雨夜花，雨夜花，受風雨吹落地。無人看見，每日怨慼，花謝落塗不再回。
— Chiu Thiam-ōng, The Torment of a Flower

The first part of the lyrics means: "Blossom in a stormy night, pelted to the ground by the rain and wind. All by my lonesome, no one sees my constant grief for the blossom falling into the dirt that has no hope of revival."

During the Second World War, the Japanese Imperial Warlord tampered with the lyrics of the song to declare that the Taiwanese under their rule love Japan. The Japanese version includes the line "How excited the honorable Japanese soldiers who wear red ribbons." (紅色彩帶，榮譽軍伕，多麼興奮，日本男兒。)

The song was played twice on a piano in the 2017 horror game Detention.
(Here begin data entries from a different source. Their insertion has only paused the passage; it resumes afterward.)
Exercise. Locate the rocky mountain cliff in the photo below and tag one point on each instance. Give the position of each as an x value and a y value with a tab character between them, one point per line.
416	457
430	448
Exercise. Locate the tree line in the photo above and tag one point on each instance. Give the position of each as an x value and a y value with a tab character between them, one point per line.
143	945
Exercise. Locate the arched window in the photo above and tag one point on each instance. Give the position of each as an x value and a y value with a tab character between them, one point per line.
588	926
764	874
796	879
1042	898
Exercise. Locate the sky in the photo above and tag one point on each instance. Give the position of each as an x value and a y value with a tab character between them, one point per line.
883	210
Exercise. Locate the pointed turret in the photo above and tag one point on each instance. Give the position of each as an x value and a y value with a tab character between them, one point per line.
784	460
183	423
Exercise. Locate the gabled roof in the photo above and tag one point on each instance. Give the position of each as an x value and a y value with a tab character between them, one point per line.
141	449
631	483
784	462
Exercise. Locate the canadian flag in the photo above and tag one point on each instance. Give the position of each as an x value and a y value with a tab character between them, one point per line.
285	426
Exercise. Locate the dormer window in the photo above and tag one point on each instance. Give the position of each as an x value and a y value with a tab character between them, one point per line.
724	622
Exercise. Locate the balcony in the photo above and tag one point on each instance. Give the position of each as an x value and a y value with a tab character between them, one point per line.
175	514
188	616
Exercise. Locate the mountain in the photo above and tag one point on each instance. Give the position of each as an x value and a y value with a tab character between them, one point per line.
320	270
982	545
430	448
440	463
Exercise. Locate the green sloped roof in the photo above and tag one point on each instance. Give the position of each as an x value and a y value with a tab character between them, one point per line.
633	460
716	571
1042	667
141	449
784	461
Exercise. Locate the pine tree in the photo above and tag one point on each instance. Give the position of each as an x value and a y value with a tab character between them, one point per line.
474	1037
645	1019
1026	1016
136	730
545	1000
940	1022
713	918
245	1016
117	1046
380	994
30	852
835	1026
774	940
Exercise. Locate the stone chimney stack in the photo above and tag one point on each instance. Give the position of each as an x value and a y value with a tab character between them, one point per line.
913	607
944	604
== Notable performances ==

- In 2002, Placido Domingo sang this song with Jody Chiang in Taipei Concert Hall.
- The 2010 S.H.E song I Love Rainy Night Flower is a partial Sampling of "The Torment of a Flower".
- Hayley Westenra performed the song at a 2010 concert in Kaohsiung.
- Rainy Night Flower/RNF, a 2011 television drama series produced by Sanlih Television, was inspired by the song. Starring Huang Pin-Yuan, Sun Shu-may, Jessie Chang, Edison Lin, Cocco Wu and 	Teddy Wang.
- Taiwan Story,a 2020 television chapter drama series produced by Taiwan Television, was inspired by the song. Starring Penny Lin, Anson Hung, Mariko Okubo, Chen Ming-ho, Wu Pong-fong and Cheng Kai-sheng.
- The song is included in the soundtrack of the Netflix series Light the Night. It is sung by Jia Jia.